Figure 1. Microscopy‐based siRNA screen of human E2 ubiquitin‐conjugating enzymes identifies UBE2QL1 to be required for ubiquitination of damaged lysosomes.

Figure 1

  1. Robust immunofluorescence detection of ubiquitination on LAMP1‐positive compartments with pan‐ubiquitin FK2 or K48 chain‐specific antibodies. HeLa cells were treated with 250 μM LLOMe or EtOH (untreated) for 3 h, fixed, and stained with indicated antibodies. Confocal microscopy was followed by automated image analysis. Graphs represent data from three independent experiments with ≥ 50 cells per condition (mean ± SD). Scale bar: 20 μm.
  2. Screen overview.
  3. Primary screen using pools of four single siRNAs targeting 37 human E2 enzymes. HeLa cells were seeded in 384‐well plates, transfected with a siRNA library in quadruplicates for 72 h. Cells were LLOMe‐treated and processed for imaging as in (A). Plates were imaged automatically with a spinning disk confocal microscope. Automated image analysis was done using the Acapella software, and the percentage of ubiquitinated lysosomes was determined. Robust z‐scores were calculated for LLOMe‐treated samples for each depletion against the values of the whole plate. Samples exceeding the threshold of −2 of robust z‐score (highlighted in red) were considered for the secondary screen.

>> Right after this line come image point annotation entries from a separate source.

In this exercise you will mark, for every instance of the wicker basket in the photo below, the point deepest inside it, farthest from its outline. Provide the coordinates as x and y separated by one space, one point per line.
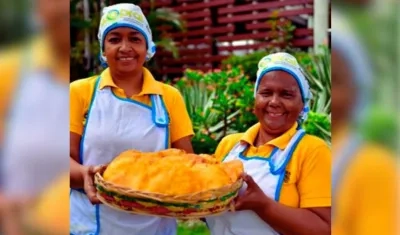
206 203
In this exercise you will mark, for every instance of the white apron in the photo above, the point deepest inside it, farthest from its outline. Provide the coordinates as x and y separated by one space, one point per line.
269 175
36 137
114 125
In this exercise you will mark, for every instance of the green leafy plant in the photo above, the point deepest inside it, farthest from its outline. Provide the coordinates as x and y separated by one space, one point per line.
318 124
317 69
219 103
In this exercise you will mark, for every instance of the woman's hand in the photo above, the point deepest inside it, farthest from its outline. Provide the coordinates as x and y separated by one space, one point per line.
88 173
253 198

  4. Selected candidates were re‐screened with the same work pipeline as in (C) but with the four single siRNAs of pools of each candidate from the primary screen. Candidates exceeding the threshold in both stainings are highlighted in red.
  5. Damage‐induced translocation of UBE2QL1 to lysosomes. The three best candidates (from D) were transiently expressed with N‐terminal HA‐tag in HeLa cells. Cells were treated with LLOMe or EtOH (untreated) for 3 h, fixed, and stained for HA and LAMP1 as indicated and imaged by confocal laser scanning microscopy. Scale bar: 10 μm.

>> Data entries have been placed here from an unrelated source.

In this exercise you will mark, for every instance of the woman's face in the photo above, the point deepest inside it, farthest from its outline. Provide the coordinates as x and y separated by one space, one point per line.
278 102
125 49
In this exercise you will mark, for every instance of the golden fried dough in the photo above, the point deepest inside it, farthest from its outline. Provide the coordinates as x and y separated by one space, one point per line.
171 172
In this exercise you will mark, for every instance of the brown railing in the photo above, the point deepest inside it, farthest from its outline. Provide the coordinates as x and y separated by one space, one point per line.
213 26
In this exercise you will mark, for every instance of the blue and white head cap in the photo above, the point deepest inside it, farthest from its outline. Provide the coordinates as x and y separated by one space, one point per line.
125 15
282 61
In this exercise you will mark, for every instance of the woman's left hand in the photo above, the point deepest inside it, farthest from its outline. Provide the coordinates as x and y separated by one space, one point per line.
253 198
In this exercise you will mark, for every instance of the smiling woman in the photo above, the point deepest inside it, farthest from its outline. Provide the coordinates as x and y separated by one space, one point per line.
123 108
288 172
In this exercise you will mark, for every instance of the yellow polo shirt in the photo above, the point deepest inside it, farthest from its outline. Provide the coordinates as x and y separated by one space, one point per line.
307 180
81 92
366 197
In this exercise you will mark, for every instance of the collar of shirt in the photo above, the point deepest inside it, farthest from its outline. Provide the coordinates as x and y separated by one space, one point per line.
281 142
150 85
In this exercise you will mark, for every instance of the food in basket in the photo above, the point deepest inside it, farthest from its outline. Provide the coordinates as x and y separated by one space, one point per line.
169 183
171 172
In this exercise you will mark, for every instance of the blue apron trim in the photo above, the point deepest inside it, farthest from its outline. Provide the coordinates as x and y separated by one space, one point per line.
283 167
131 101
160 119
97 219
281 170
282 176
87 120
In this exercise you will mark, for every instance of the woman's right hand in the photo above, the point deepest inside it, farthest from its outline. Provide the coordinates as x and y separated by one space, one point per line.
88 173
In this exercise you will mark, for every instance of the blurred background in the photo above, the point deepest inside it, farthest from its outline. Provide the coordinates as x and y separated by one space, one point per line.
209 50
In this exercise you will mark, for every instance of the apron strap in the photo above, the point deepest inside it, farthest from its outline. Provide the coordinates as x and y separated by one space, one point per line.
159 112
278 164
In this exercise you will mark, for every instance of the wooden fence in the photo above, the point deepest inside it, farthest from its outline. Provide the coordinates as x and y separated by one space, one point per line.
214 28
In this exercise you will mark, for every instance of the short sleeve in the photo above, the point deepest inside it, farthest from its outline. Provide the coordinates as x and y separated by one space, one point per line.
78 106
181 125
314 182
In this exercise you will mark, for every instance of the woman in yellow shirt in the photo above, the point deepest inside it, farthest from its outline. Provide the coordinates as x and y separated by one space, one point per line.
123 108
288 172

  6. Automated quantification of (E). Shown are Pearson correlation coefficients (P.C.C) of HA and LAMP1 signals. Graph represents data from three independent experiments with ≥ 30 cells per condition (mean ± SD). ****P < 0.0001 (one‐way ANOVA with Bonferroni's multiple comparison test).
  7. Western blot detection of endogenous UBE2QL1 and depletion efficiency. Cells were transfected with control siRNA (Ctrl), two UBE2QL1 siRNAs from the screen (#2 or #4) or an additional siRNA (#5), and lysates probed with an antibody to UBE2QL1 as indicated. GAPDH was probed as loading control.

Source data are available online for this figure.